Zarpazo eléctrico de Nathan
Los zarpazos del sprinter californiano Adrian GharJun Nathan, 100 kilos de peso y 1.98 de estatura, y la espectacular persecución y victoria por una centésima de segundo sobre Caeleb Dressel en la final del hectómetro libre en Indianápolis, selectivo al Campeonato ...

Arturo Xicoténcatl
El espejo de tinta
Los zarpazos del sprinter californiano Adrian Ghar-Jun Nathan, 100 kilos de peso y 1.98 de estatura, y la espectacular persecución y victoria por una centésima de segundo sobre Caeleb Dressel en la final del hectómetro libre en Indianápolis, selectivo al Campeonato Mundial de Budapest, hicieron revivir no sólo las imágenes que protagonizaron ambos hace un año en el Trial Olímpico de Omaha, sino que nos remitieron a la inmarcesible y eléctrica lucha que Adrian sostuvo con el gran favorito, el australiano James Magnussen, al que derrotó por igual, por una 1/100 de segundo, en la final de los Juegos Olímpicos de Londres 2012.
Adrian Nathan, de 28 años de edad, recorrió los dos estanques en 23.27 – 24.69 para 47.96, mientras que Caeleb Dressel en 22.68 – 25.11: 47.97. En el viraje, Adrian tocó en la sexta posición. Y su regreso, rapidez, ojo, cronómetro, el único que nadó el segundo estanque en menos de 25 segundos, sacudió la alberca de Indianápolis.
El año anterior, en el selectivo olímpico de Omaha, Nathan, oro en Londres y bronce individual en Río de Janeiro, venció a Caeleb por 47.72 contra 48.23, un significativo avance para el segundo velocista.

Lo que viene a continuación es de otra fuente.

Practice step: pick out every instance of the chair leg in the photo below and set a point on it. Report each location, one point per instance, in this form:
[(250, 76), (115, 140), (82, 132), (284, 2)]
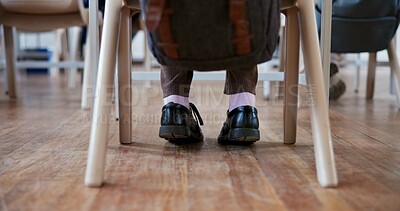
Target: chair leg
[(395, 69), (357, 73), (371, 75), (324, 157), (85, 102), (124, 78), (55, 57), (102, 104), (10, 61), (291, 75)]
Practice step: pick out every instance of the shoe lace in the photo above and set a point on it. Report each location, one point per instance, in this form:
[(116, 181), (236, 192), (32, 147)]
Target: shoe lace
[(196, 113)]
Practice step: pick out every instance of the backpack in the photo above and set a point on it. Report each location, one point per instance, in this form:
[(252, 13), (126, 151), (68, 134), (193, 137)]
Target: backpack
[(212, 34), (362, 25)]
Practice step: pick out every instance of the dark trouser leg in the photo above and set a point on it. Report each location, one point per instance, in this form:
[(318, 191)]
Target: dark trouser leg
[(241, 80), (175, 81)]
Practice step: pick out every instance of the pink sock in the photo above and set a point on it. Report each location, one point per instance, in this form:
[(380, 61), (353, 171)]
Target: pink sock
[(177, 99), (241, 99)]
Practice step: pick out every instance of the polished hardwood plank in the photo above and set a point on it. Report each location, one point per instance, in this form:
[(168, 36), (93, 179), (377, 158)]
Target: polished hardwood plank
[(44, 138)]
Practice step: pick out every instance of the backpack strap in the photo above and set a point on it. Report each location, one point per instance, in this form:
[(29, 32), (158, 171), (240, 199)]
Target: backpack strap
[(242, 37), (158, 17)]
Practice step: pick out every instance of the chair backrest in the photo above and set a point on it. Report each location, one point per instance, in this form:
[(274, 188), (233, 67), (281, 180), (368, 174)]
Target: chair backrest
[(39, 15), (362, 25), (40, 6)]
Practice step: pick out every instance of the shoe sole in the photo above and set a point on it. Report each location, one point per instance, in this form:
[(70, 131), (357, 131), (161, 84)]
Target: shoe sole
[(240, 136), (179, 133)]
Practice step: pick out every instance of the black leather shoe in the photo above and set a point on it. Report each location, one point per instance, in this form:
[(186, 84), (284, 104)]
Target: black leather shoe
[(240, 127), (179, 125)]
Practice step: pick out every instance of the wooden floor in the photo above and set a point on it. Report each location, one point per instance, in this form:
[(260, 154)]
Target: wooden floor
[(44, 139)]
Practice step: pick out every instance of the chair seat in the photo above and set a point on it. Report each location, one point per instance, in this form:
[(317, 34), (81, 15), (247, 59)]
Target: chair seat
[(40, 6)]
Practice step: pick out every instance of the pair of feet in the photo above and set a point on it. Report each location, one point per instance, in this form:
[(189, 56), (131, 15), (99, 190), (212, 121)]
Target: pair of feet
[(180, 125)]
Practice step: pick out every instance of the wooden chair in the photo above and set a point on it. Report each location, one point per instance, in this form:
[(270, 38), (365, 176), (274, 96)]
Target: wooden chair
[(36, 16), (301, 11)]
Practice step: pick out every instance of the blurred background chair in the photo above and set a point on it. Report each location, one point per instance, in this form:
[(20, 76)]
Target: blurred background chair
[(366, 26), (38, 16)]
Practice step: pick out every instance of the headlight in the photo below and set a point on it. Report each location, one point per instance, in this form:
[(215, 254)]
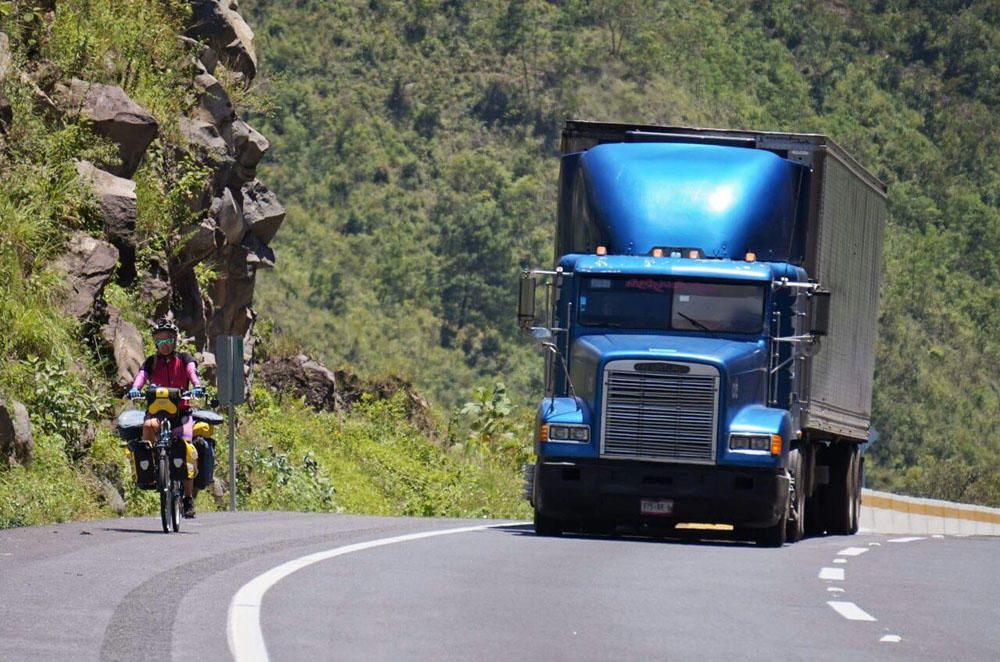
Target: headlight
[(766, 443), (575, 433)]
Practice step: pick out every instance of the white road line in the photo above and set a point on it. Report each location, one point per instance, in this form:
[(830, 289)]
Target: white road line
[(246, 640), (836, 574), (851, 611)]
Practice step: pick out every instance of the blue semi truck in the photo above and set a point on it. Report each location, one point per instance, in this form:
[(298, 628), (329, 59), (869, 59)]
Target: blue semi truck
[(709, 331)]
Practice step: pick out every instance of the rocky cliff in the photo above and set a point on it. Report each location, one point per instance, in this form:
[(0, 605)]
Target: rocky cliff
[(233, 216)]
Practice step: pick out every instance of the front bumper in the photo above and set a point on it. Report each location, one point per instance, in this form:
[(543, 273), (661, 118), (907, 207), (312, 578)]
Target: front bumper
[(612, 491)]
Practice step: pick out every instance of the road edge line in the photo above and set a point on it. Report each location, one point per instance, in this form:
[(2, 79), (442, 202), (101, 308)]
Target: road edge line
[(243, 631)]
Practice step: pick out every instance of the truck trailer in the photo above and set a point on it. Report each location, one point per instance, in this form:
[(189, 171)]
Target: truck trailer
[(709, 330)]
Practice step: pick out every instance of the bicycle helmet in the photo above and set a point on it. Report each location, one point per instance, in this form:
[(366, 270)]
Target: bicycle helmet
[(164, 324)]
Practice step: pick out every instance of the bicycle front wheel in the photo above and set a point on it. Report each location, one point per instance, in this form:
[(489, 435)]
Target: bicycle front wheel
[(165, 487)]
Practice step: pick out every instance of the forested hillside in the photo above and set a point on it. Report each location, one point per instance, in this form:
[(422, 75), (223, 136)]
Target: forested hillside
[(413, 144), (130, 192)]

Katie Ledecky, de 20 años, ganadora de tres oros en los JO de Río de Janeiro, se probó en los 100 m nado libre y se colocó en sexto lugar en 54.35, en una final de dominio de Mallory Comerford en 52.81. Después, las aguas tomaron su nivel. Katie Ledecky impuso su clase en 200 m nado libre en 1:54.84 sobre Leah Smith, de 22 años, 1.56.68. El RM le pertenece a la italiana Federica Pellegrini en 1:52.98, cuando colocó en su cuerpo no sólo uno sino dos trajes turbo en la pileta del Foro Itálico de Roma, aquel 29 de julio de 2009.
En los 1,500 m nado libres, tres universitarios veinteañeros escenificaron una cerrada final. Triunfó True Swetser en 14.59.73, seguido de Robert Finke 15.01.31 y PJ Ransford en 15.01.82.
La natación y el deporte anglosajón proyectan, en el plano eminentemente agonal, aspectos admirables: el esfuerzo permanente de sus jóvenes atletas orientados a la superación individual y colectiva. A este espíritu de lucha y afán de superación se debe sumar la capacidad de los entrenadores y técnicos, a la creatividad en sus programas e investigaciones científicas. La influencia sicológica que mantiene durante años en el más alto nivel de entusiasmo a generaciones de niños y jóvenes.
Los anglosajones no pierden un instante de su tiempo ni de su vida en actividades que no estén orientadas a ser los mejores del equipo, del país y del mundo. Transfieren los valores de la competencia y la lucha a ser mejores estudiantes y mejores individuos y profesionales.
La natación estadunidense sufrió un descalabro desde el momento en que el soviético Vladimir Salnikov destrozó el muro de los 15 minutos en los 1,500 m nado libre en la década de los 80. En la actualidad aún se encuentran lejos de rivalizar con el chino Sun Yang, El Dragón Rojo, quien posee la plusmarca mundial en 14:31.02.
En un plano comparativo global de los cronometrajes de los ocho finalistas de 100 y 1,500 m libres en relación con Indianápolis y el Trial de Omaha, selectivo a los JO de Río de Janeiro, los estadunidenses registran un avance significativo: progresaron 89/100, casi un segundo en 100 m y 11.32 segundos en los 1,500 m. ¡Mejor que hace un año! Consecuencia de metodología y organización. Desarrollo sistemático.